And that flag I followed. To the front, to the field hospitals behind
the trenches, to railway stations, to hospital trains and ships, to
great base hospitals. I watched its ambulances on shelled roads. I
followed its brassards as their wearers, walking gently, carried
stretchers with their groaning burdens. And, whatever may have failed
in this war--treaties, ammunition, elaborate strategies, even some of
the humanities--the Red Cross as a symbol of service has never failed.
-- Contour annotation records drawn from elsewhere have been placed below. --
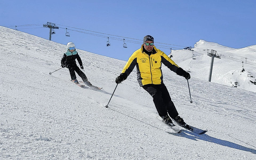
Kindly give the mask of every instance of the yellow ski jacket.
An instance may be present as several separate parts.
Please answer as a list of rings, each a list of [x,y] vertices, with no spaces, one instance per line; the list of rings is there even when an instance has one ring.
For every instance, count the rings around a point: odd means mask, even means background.
[[[163,52],[154,45],[152,53],[149,56],[143,52],[143,48],[142,45],[141,48],[134,52],[129,58],[121,74],[125,74],[124,75],[125,79],[135,65],[137,79],[141,87],[148,84],[163,83],[161,69],[162,63],[171,70],[177,73],[179,67]]]

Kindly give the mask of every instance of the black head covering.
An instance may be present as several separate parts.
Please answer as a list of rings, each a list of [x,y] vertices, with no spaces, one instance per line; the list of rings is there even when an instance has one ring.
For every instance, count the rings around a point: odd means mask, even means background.
[[[147,35],[144,37],[143,39],[143,42],[145,43],[147,41],[152,41],[154,42],[154,38],[150,35]]]

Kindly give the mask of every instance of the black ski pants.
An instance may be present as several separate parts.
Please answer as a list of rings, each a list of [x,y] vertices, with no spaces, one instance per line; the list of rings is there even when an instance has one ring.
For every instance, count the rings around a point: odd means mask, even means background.
[[[69,73],[70,73],[71,80],[76,79],[77,79],[77,76],[76,76],[75,73],[75,71],[78,75],[82,78],[83,81],[85,83],[88,81],[85,74],[81,70],[76,64],[73,65],[68,65],[68,67],[69,67]]]
[[[153,97],[153,101],[160,117],[167,115],[168,113],[170,117],[174,119],[179,115],[164,84],[149,84],[142,87]]]

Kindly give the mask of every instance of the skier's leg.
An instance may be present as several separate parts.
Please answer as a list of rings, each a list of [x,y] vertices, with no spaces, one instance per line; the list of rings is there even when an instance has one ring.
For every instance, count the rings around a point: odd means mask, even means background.
[[[70,76],[71,77],[71,80],[76,79],[77,76],[75,75],[75,70],[73,66],[69,66],[69,71]]]
[[[83,81],[85,83],[86,82],[88,81],[88,79],[85,75],[85,74],[79,68],[79,67],[77,65],[76,65],[74,67],[75,67],[75,70],[77,73],[77,74],[78,74],[78,75],[82,78]]]
[[[153,101],[158,114],[162,117],[167,115],[167,111],[162,98],[162,93],[157,86],[159,85],[146,85],[142,87],[153,97]]]
[[[164,84],[159,85],[159,90],[162,93],[162,97],[164,103],[165,105],[166,109],[169,115],[172,118],[174,119],[178,116],[179,113],[176,109],[173,102],[171,101],[169,92]]]
[[[162,97],[163,99],[164,103],[165,104],[166,109],[169,115],[179,125],[187,129],[191,130],[192,129],[191,127],[187,125],[184,122],[183,118],[178,115],[179,113],[176,109],[176,107],[174,105],[173,102],[171,101],[166,86],[164,84],[160,85],[161,85],[159,87],[159,89],[161,91]]]

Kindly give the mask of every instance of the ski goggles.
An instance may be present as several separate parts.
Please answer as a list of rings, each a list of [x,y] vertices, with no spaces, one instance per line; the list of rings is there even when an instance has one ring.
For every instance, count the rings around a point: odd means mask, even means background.
[[[147,46],[149,46],[150,45],[150,46],[152,46],[154,45],[154,43],[145,43],[145,44]]]

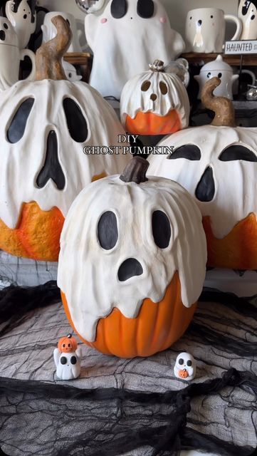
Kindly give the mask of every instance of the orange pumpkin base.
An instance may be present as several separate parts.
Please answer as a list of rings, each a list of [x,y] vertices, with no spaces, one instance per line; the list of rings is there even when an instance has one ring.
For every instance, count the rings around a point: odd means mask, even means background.
[[[106,177],[94,176],[92,182]],[[9,228],[0,219],[0,249],[16,256],[58,261],[64,217],[59,209],[42,211],[35,202],[24,203],[17,227]]]
[[[254,214],[239,222],[221,239],[214,236],[211,218],[203,218],[207,238],[208,261],[211,267],[257,269],[257,221]]]
[[[126,129],[134,135],[169,135],[182,129],[179,116],[175,110],[167,115],[152,113],[137,113],[135,119],[127,116]]]
[[[73,329],[65,296],[62,293],[64,309]],[[136,318],[127,318],[117,309],[98,321],[96,339],[89,343],[77,332],[87,345],[106,355],[120,358],[150,356],[170,347],[185,332],[193,318],[196,304],[189,309],[181,300],[181,286],[176,273],[158,304],[145,299]]]
[[[16,256],[57,261],[63,223],[57,207],[42,211],[36,202],[24,203],[16,228],[0,220],[0,249]]]

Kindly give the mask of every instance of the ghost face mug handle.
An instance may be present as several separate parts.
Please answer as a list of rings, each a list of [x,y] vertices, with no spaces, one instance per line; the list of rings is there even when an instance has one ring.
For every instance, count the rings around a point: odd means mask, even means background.
[[[22,49],[20,51],[21,60],[23,61],[25,57],[28,57],[32,63],[32,69],[27,78],[24,81],[34,81],[36,78],[36,56],[34,53],[29,49]]]

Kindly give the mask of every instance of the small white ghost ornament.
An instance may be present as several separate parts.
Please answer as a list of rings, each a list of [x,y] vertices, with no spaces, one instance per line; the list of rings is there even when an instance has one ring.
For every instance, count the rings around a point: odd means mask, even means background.
[[[59,341],[53,351],[53,359],[60,380],[74,380],[80,375],[81,350],[70,334]]]
[[[196,361],[190,353],[179,353],[176,359],[174,373],[177,378],[190,381],[194,380],[196,373]]]

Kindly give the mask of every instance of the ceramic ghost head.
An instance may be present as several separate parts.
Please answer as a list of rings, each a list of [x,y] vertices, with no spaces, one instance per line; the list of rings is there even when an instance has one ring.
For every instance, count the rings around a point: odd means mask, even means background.
[[[186,352],[180,353],[176,359],[174,373],[177,378],[181,380],[194,380],[196,373],[196,364],[194,356]]]
[[[6,17],[0,17],[0,45],[19,46],[17,34],[10,21]]]
[[[23,49],[36,30],[35,1],[9,0],[6,5],[6,14],[17,33],[19,46]]]
[[[167,65],[184,48],[159,0],[111,0],[85,21],[94,53],[90,84],[103,96],[120,99],[126,82],[150,63],[158,58]]]
[[[257,39],[257,1],[240,0],[238,18],[243,24],[240,39]]]
[[[215,78],[204,88],[204,104],[216,111],[213,124],[164,138],[159,145],[172,145],[174,152],[152,156],[150,173],[179,182],[194,197],[209,266],[256,269],[257,128],[234,126],[231,102],[212,95],[218,85]]]

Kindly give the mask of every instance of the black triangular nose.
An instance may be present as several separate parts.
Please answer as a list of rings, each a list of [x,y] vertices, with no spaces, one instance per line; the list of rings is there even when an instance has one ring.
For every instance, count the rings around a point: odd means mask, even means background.
[[[143,269],[139,261],[135,258],[128,258],[120,265],[117,276],[120,281],[125,282],[135,276],[141,276]]]
[[[1,40],[1,41],[5,41],[5,40],[6,40],[6,32],[5,32],[5,31],[4,31],[4,30],[1,30],[1,31],[0,31],[0,40]]]
[[[201,177],[196,190],[197,200],[203,202],[211,201],[215,195],[215,182],[212,168],[209,166]]]
[[[58,190],[65,187],[65,180],[58,157],[58,141],[55,131],[51,131],[47,138],[45,164],[36,180],[39,188],[43,188],[52,179]]]

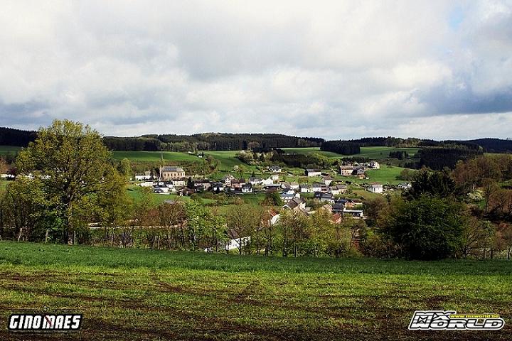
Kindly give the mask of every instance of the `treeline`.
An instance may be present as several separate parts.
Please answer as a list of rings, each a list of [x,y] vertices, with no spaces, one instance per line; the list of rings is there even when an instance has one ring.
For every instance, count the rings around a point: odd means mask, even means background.
[[[323,139],[276,134],[198,134],[195,135],[144,135],[141,137],[104,138],[116,151],[239,151],[252,148],[319,146]]]
[[[0,145],[26,147],[36,136],[36,131],[0,127]]]
[[[458,161],[466,161],[482,155],[481,149],[466,146],[425,147],[419,151],[420,166],[434,170],[442,170],[444,167],[453,169]]]
[[[492,170],[497,164],[480,169],[485,158],[479,158],[459,163],[454,172],[424,168],[415,173],[412,188],[401,197],[366,202],[370,233],[361,242],[363,254],[424,260],[494,258],[499,254],[510,259],[512,190],[493,185],[486,189],[502,175]],[[508,159],[500,162],[510,165]],[[468,201],[468,181],[484,186],[485,211]],[[499,213],[498,219],[490,219],[493,212]]]
[[[341,140],[326,141],[320,146],[320,150],[344,155],[359,154],[361,153],[361,145],[355,142]]]
[[[487,153],[512,153],[512,140],[510,139],[479,139],[469,142],[481,146]]]

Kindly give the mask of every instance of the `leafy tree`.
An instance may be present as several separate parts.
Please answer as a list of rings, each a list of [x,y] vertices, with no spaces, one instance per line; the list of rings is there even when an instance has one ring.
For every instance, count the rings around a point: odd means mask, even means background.
[[[447,171],[432,172],[425,168],[415,173],[411,181],[411,188],[404,193],[405,197],[417,199],[429,194],[441,197],[455,195],[455,182]]]
[[[414,259],[440,259],[454,254],[462,244],[466,224],[463,206],[449,198],[422,195],[410,201],[398,201],[383,227]]]
[[[60,222],[50,206],[39,179],[18,178],[10,183],[0,207],[3,237],[31,242],[53,239]]]
[[[64,242],[74,242],[84,227],[85,207],[102,209],[98,195],[112,185],[109,175],[117,172],[100,134],[68,120],[40,129],[36,141],[20,152],[16,166],[21,174],[33,174],[41,182],[46,202],[63,222]]]
[[[4,158],[0,157],[0,174],[5,174],[9,170],[7,161]]]
[[[187,180],[187,188],[193,188],[193,180],[192,180],[192,177],[189,176],[188,179]]]
[[[121,160],[118,170],[119,173],[124,177],[124,178],[129,178],[132,176],[132,166],[130,165],[129,160],[127,158]]]

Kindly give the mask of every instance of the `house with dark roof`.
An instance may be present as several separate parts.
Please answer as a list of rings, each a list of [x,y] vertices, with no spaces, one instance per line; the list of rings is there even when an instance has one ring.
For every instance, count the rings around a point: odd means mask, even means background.
[[[284,210],[291,210],[292,211],[299,211],[306,209],[306,200],[302,197],[295,197],[290,200],[282,207]]]
[[[315,199],[320,200],[320,202],[334,202],[334,197],[331,193],[326,193],[325,192],[315,192]]]
[[[185,170],[181,167],[164,166],[160,167],[160,176],[164,180],[182,179],[185,178]]]
[[[306,176],[320,176],[321,171],[319,169],[307,168],[304,171]]]

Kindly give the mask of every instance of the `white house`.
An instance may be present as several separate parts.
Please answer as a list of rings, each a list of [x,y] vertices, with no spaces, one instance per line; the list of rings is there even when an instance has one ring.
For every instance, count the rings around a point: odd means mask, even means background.
[[[345,185],[336,185],[329,187],[327,191],[331,194],[338,195],[346,192],[347,188],[347,186]]]
[[[331,183],[332,183],[332,180],[333,180],[332,178],[331,178],[329,175],[322,176],[322,181],[324,181],[324,183],[326,184],[326,186],[329,186],[329,185],[331,185]]]
[[[311,193],[321,191],[322,185],[323,184],[320,183],[314,183],[313,185],[311,185]]]
[[[402,183],[398,184],[398,188],[400,190],[408,190],[411,187],[412,187],[412,185],[410,183]]]
[[[145,181],[139,184],[141,187],[153,187],[154,183],[153,181]]]
[[[223,180],[221,180],[223,183],[225,183],[226,185],[229,186],[231,185],[231,180],[235,180],[235,177],[233,176],[231,174],[228,174],[224,178],[223,178]]]
[[[305,173],[309,177],[321,175],[321,172],[319,169],[307,168]]]
[[[262,179],[260,178],[249,178],[249,183],[251,185],[260,185],[262,183]]]
[[[269,185],[272,185],[274,183],[274,180],[272,178],[269,178],[268,179],[262,179],[261,183],[264,186],[268,186]]]
[[[169,189],[166,187],[156,187],[153,189],[154,193],[166,194],[169,193]]]
[[[144,181],[151,178],[151,173],[139,174],[135,175],[135,181]]]
[[[174,185],[174,187],[185,187],[185,180],[173,180],[172,184]]]
[[[281,167],[279,166],[271,166],[269,167],[269,171],[272,173],[281,173]]]
[[[370,168],[372,169],[379,169],[380,168],[380,165],[379,165],[377,161],[371,161],[370,163]]]
[[[372,183],[366,188],[366,190],[371,192],[372,193],[382,193],[383,185],[380,183]]]
[[[340,174],[343,176],[348,176],[352,175],[353,172],[353,166],[340,166]]]
[[[289,200],[292,200],[294,197],[300,197],[300,195],[299,193],[281,193],[279,195],[281,196],[281,200],[283,200],[285,202],[289,202]]]
[[[223,192],[225,187],[224,187],[224,184],[221,183],[215,183],[211,186],[211,189],[213,192]]]
[[[270,219],[269,220],[269,224],[270,226],[274,226],[277,224],[280,217],[279,212],[275,212],[273,210],[270,210],[269,211],[269,214],[270,215]]]
[[[343,217],[348,215],[355,218],[362,218],[363,217],[363,210],[343,210]]]
[[[301,193],[310,193],[312,192],[311,186],[307,183],[302,183],[300,185]]]

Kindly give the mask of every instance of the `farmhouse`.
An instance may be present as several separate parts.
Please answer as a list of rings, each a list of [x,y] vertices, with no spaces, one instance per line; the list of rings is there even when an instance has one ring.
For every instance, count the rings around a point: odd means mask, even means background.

I was a critical observer. I am a graduate of a hospital
training-school, and more or less for years I have been in touch with
hospitals. I myself was enrolled under the Red Cross banner. I was
prepared for efficiency. What I was not prepared for was the absolute
self-sacrifice, the indifference to cost in effort, in very life
itself, of a great army of men and women. I saw English aristocrats
scrubbing floors; I found American surgeons working day and night
under the very roar and rattle of guns. I found cultured women of
every nation performing the most menial tasks. I found an army where
all are equal--priests, surgeons, scholars, chauffeurs, poets, women
of the stage, young girls who until now have been shielded from the
very name of death--all enrolled under the red badge of mercy.
CHAPTER XXXIV
IN TERMS OF LIFE AND DEATH
One of the first hospitals I saw was in Calais.